All that He desires, He has done. (Isaiah 55:11)
Jesus’s last words from the cross, “It is [was/is/shall be] finished” recorded in John 19:30 was the cry of victory.
God has won.
And it is this reality and Jesus’s words in the latter part of John 16:33 that I believe Paul and Silas have confidence in and that allow them to respond to tribulation in the manner that they did -“praying and singing hymns to God” (Acts 16:25). Again, those words from Jesus were,
“In the world you will have tribulation; but be of good cheer, I have overcome the world.” -John 16:33
“I have overcome the world.”
The hearts of Paul and Silas were not amiss. Their desire was not for a nice house, a successful career or easy going.
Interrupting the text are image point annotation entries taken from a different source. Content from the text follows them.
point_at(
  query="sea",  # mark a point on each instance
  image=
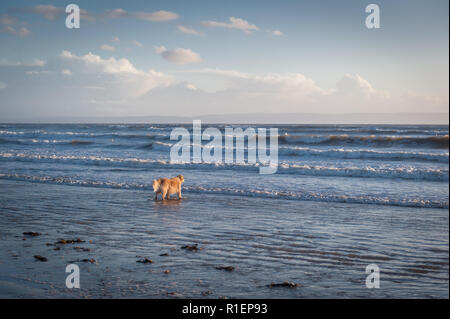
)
(343, 197)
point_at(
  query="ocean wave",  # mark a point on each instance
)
(305, 152)
(407, 172)
(440, 142)
(302, 196)
(44, 142)
(363, 154)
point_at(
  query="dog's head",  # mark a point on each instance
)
(156, 184)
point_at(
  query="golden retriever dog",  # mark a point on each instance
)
(167, 187)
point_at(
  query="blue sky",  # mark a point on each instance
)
(190, 58)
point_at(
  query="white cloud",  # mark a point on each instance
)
(66, 72)
(35, 62)
(107, 47)
(188, 30)
(119, 77)
(49, 12)
(12, 25)
(157, 16)
(276, 32)
(235, 23)
(137, 43)
(179, 55)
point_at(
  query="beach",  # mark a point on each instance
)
(344, 197)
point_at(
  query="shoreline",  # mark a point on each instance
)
(321, 246)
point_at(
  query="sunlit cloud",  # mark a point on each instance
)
(188, 30)
(235, 23)
(179, 55)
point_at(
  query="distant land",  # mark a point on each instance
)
(258, 118)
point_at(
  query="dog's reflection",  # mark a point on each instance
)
(168, 202)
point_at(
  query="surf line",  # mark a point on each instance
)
(212, 152)
(199, 309)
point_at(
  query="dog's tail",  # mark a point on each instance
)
(155, 185)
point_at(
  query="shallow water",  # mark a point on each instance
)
(323, 246)
(343, 197)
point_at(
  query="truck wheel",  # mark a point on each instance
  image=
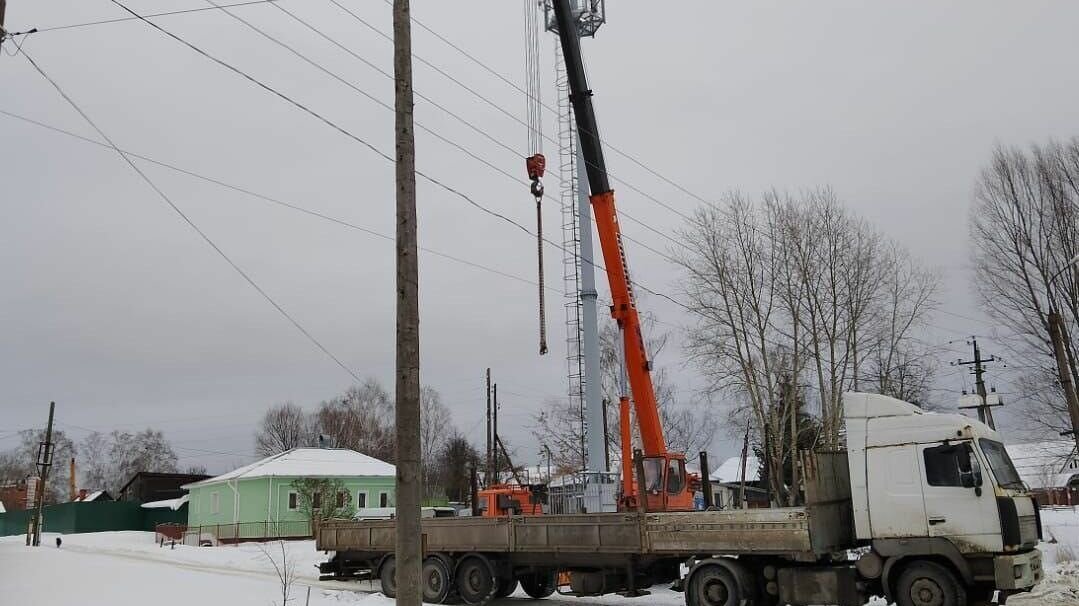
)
(538, 586)
(506, 587)
(437, 580)
(476, 580)
(928, 583)
(387, 576)
(713, 586)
Like Jesus, their heart was to be with God, to the extent that they WANTED to share in Christ’s sufferings to be with Him and to see God’s will done –a will they were confident was being accomplished even in the midst of what appeared to be a setback.
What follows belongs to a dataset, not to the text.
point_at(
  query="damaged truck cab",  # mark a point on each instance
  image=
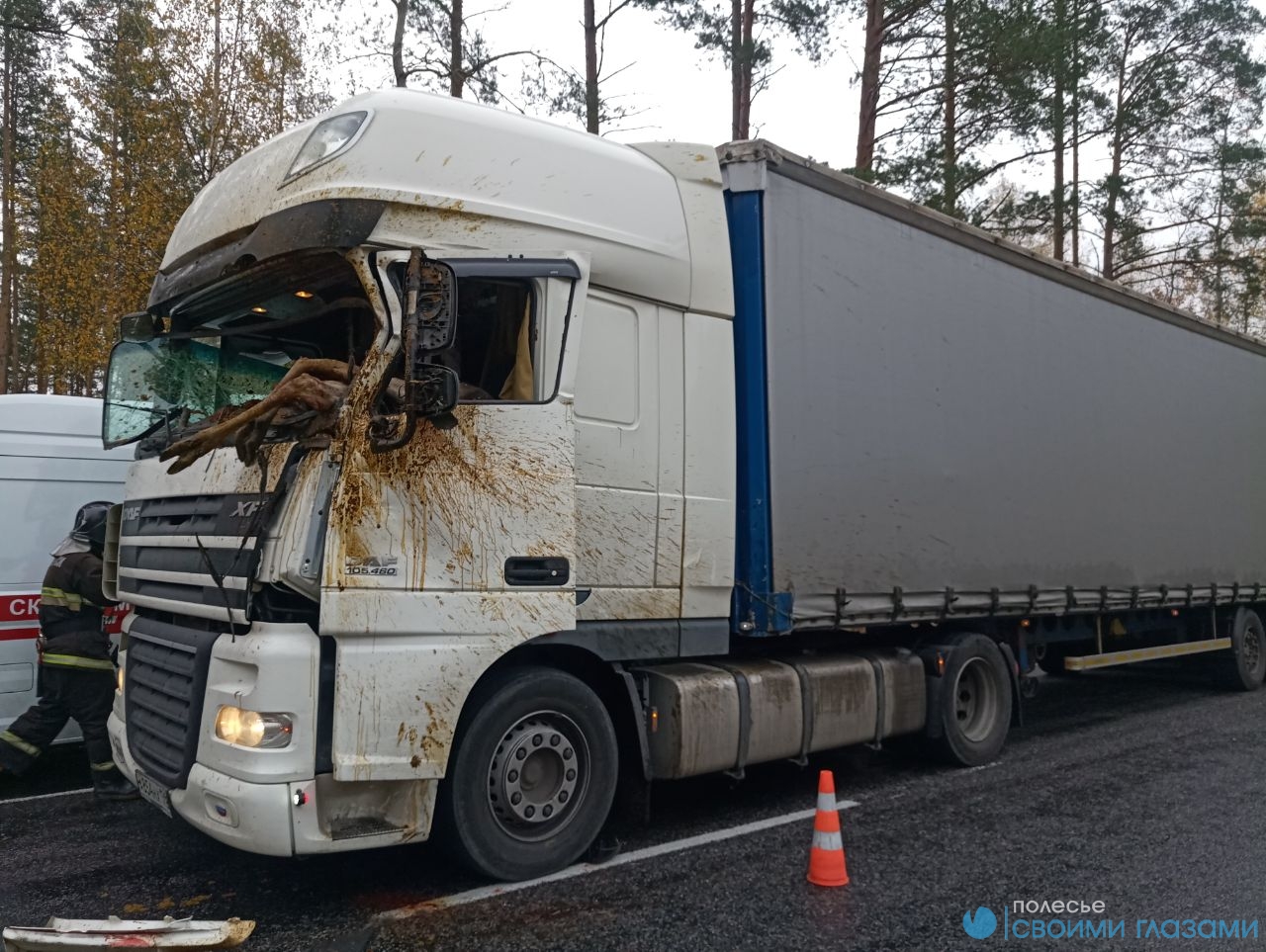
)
(316, 607)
And, God’s will was being accomplished.
“Then he [the jailer] called for a light, ran in, and fell down trembling before Paul and Silas. And he brought them out and said, ‘Sirs, what must I do to be saved?'” -Acts 16:29-30
That night, the entire prison was witnessed to, the jailer and his entire household (which may have extended well beyond his immediate family, potentially including servants and their families, etc.) were saved and baptized.
Would this have occurred if Paul and Silas were sulking, crying, complaining and begrudging their circumstances?
But Paul and Silas were operating from a position of winning.
Their example in Acts 16 encapsulates Romans 8:28-29,
“And we know that all things work together for good to those who love God, to those who are the called according to His purpose. For whom He foreknew, He also predestined to be conformed to the image of His Son, that He might be the firstborn among many brethren.”
Paul and Silas were confident in the victory of Jesus Christ and they knew that even their imprisonment would work together for good.
And, what was that good?
That “whom He foreknew, He also predestined to be conformed to the image of His Son, that He might be the firstborn among many brethren.”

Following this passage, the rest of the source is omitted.